By Jim Knaub
The New York Times recently reported on Walmart’s expansion of primary care medical clinics in six of its stores in Texas and South Carolina. The program aims to go one step beyond the quick walk-in clinics that have proliferated in recent years, according to the article. While these new clinics will still be staffed by limited license practitioners such as nurse practitioners, they hope to offer a broader range of primary care services, including some disease management services. The office visit charge will be $40, according to the article. The initial sites accept Medicare, but not other third-party insurance at this time. (Walmart employees and their dependents insured by the company will be charged $4 per visit.) Medicaid and other insurance plans are under consideration, according to a Walmart spokesperson.
So what does a Walmart test program mean to radiology? Probably nothing for now. These clinics are not offering any imaging services and probably won’t anytime soon, but that could change. It’s hardly a stretch to imagine that the retail giant with a nationwide footprint might want to carve itself a slice of this country’s $1.7 trillion health care market.
Imaging services don’t seem like an obvious choice—perhaps a mammogram service could make sense given the company’s presence in rural, underserved areas—for a Walmart incursion into health care. In addition, QuadMed, Walmart’s partner in running the clinics, operates employee-sponsored primary care programs. The concept could simply be a test program to help manage Walmart’s insurance and health care costs, which makes sense for a company that employs approximately 1.1 million people in the United States.
But it’s also possible that the company is assessing the potential for some larger future role as a primary care provider and/or gatekeeper, an idea that already has some primary care physicians concerned.
“There’s not a role for retail clinics to take care of chronic, ongoing problems like that,” Robert L. Wergin, MD, FAAFP, president-elect of the American Academy of Family Physicians told The New York Times. “It can provide a service, maybe an entryway into a system.”
Primary care physicians should be concerned about potential gatekeepers to the system. And referral specialists should be monitoring these efforts in case they need to build relationships with these potential gatekeepers. Some next generation of such clinics could provide a foothold and patient base to support a more complete primary care practice. The folks at Walmart know a thing or two about competing on price, a notion that many in health care would shudder to think about.

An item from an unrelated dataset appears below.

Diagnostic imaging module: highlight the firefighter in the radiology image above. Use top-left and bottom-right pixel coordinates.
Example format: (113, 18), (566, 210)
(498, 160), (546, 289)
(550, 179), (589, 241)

Insurers and providers are narrowing networks and trying to lock up patients while providing value in health care. Hospitals and radiology groups need to keep an eye on these emerging components of the health care delivery system. Whether Walmart’s program grows in that direction remains to be seen, but it is one of many care delivery strategies that deserves monitoring in case a future opportunity develops.
— Jim Knaub is editor of Radiology Today.